Y en cuanto al “aislamiento” −la foto de una casi vacía sala de la Asamblea General de la ONU, ante la cual Netanyahu unos días después del “discurso espartano” trataba de refutar las “falsas acusaciones del genocidio” o algunos distanciamientos performativos de la Unión Europea vienen en la mente, pero el mundo está aún muy, muy lejos de quemar sus puentes con Tel Aviv−, ¿no sería Israel, un Estado-cliente de la (aún) mayor potencia imperial (Estados Unidos), que recibe anualmente 3,800 millones de dólares en ayuda militar, más otros fondos extras desde que comenzó el ataque a Gaza −el apoyo que nadie pretende cortar−, una “ polis solitaria” un poco rara?

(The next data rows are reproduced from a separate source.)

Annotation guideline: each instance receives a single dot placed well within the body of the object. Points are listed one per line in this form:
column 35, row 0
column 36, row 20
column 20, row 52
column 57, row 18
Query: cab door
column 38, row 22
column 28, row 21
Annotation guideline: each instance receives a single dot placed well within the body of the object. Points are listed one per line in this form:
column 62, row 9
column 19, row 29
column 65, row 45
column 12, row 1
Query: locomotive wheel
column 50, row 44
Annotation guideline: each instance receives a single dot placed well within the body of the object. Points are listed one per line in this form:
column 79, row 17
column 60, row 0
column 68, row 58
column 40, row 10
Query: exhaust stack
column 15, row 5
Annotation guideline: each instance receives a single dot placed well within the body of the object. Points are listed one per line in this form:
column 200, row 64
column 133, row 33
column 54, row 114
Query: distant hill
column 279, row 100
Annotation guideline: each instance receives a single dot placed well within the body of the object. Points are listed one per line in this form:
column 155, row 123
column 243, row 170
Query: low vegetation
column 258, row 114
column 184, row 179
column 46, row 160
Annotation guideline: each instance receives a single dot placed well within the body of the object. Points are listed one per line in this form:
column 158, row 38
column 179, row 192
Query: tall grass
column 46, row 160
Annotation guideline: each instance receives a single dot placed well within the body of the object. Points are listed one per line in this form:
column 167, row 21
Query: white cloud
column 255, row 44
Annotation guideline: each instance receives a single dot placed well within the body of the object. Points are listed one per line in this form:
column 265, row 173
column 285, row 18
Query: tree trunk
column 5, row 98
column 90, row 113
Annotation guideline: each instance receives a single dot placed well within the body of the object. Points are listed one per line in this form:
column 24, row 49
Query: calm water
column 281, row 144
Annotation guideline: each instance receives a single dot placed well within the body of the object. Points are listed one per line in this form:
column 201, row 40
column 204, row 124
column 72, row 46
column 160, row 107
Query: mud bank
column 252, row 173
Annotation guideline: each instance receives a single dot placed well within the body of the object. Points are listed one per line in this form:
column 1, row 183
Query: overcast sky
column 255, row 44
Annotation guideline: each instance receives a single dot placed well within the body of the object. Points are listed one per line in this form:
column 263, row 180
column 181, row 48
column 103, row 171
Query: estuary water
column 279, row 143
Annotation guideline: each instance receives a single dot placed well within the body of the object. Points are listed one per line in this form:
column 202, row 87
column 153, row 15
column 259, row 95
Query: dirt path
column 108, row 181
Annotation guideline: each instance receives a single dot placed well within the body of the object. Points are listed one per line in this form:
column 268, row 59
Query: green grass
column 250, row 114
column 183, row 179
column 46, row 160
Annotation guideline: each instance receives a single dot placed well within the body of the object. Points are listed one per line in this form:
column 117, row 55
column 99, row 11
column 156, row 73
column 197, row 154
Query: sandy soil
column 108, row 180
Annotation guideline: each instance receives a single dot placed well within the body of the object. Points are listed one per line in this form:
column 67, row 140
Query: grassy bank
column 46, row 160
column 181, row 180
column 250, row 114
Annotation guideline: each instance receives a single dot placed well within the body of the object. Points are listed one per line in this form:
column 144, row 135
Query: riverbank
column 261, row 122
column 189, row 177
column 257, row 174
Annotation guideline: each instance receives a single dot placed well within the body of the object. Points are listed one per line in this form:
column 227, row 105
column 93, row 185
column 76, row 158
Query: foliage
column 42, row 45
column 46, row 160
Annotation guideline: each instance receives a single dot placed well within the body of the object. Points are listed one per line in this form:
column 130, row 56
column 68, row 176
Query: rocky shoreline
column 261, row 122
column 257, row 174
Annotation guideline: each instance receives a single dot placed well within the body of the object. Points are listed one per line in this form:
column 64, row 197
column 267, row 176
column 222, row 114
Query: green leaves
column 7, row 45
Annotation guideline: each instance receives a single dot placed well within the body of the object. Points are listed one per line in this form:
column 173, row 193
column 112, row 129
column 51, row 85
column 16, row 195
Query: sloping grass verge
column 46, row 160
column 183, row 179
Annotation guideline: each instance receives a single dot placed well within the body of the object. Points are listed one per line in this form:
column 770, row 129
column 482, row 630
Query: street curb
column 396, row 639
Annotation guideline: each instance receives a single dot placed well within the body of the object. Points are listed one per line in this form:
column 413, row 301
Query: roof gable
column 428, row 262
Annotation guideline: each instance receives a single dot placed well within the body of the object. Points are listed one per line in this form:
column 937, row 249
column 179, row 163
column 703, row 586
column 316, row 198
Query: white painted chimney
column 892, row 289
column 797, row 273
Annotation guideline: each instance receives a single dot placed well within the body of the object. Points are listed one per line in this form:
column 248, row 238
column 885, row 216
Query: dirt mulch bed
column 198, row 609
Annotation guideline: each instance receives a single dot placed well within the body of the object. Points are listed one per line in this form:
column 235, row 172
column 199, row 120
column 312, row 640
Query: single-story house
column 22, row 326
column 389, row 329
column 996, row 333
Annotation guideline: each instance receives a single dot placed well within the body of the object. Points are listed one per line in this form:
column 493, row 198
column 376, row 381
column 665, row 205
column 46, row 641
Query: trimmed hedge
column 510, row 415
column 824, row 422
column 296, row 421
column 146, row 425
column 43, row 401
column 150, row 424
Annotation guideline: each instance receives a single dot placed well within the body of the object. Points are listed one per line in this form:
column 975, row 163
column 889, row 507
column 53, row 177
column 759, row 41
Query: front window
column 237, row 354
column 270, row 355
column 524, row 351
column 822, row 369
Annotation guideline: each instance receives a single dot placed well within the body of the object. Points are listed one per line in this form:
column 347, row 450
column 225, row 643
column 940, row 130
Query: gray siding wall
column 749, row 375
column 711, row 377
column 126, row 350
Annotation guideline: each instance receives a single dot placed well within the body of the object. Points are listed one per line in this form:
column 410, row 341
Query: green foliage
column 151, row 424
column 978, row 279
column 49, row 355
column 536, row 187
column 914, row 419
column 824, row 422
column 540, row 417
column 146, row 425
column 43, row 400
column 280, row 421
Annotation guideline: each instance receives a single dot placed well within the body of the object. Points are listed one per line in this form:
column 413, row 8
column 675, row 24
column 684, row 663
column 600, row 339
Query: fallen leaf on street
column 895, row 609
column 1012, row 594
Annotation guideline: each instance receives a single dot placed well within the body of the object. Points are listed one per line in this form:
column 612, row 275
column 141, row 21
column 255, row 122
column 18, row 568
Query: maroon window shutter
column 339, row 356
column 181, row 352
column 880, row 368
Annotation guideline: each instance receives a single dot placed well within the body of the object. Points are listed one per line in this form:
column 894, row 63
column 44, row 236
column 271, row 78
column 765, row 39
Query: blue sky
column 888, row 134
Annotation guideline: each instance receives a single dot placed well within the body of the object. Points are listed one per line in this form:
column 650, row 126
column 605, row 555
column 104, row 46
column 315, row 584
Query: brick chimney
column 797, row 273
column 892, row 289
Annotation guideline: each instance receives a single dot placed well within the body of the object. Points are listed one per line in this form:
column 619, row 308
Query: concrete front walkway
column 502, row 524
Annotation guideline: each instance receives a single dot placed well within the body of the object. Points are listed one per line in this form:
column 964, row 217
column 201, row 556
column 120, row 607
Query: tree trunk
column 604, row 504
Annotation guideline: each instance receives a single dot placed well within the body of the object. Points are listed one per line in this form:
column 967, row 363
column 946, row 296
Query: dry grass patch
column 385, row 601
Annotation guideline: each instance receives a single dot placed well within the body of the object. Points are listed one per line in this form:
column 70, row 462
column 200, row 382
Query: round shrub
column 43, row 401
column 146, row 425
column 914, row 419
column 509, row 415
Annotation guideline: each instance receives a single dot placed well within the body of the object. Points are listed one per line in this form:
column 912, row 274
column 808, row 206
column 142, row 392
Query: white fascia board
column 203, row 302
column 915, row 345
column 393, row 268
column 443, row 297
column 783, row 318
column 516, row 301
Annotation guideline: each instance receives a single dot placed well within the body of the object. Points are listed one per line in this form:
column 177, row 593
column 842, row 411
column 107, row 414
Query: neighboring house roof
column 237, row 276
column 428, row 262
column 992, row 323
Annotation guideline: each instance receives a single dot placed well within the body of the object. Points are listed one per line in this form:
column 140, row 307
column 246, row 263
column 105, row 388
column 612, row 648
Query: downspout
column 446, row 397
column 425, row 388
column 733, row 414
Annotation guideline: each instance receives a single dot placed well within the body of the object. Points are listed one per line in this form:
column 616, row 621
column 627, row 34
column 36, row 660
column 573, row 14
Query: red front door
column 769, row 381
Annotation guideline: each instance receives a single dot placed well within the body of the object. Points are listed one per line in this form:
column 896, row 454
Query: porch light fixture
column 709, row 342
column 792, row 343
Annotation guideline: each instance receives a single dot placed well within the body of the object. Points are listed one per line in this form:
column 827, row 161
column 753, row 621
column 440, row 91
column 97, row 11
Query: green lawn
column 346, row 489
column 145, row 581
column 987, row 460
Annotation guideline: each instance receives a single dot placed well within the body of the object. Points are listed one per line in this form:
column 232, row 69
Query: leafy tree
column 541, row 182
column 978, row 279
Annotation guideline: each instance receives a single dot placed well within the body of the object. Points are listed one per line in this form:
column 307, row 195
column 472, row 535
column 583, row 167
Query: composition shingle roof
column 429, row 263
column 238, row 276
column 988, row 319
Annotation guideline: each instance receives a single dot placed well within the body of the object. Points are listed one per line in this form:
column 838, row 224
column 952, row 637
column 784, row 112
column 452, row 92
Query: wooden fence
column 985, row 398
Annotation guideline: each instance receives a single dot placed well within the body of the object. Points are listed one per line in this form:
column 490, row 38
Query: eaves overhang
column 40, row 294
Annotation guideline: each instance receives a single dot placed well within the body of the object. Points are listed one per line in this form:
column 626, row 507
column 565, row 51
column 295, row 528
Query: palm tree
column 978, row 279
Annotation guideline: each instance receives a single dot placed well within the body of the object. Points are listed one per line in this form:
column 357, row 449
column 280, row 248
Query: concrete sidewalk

Finalmente, la visión de Netanyahu, si uno se pondría a trazar bien las analogías históricas con Israel −Esparta era una entidad demasiado pequeña para ejercer hegemonía a largo plazo y cuya economía encerrada y el expansionismo desenfrenado, junto con la necesidad de sofocar a cada rato las rebeliones de su numéricamente superior población esclava (los ilotas), contribuyeron a su rápida degeneración y colapso (¿a qué nos suena esto?)−, es un cuento difícilmente inspirador e incluso uno que bien podría ser tildado de “el invento de sus enemigos antisemitas”. Claramente −para parafrasear por enésima vez a un clásico−, la analogía a Esparta ocurre en la política israelí dos veces: una vez como advertencia y la segunda como delirio.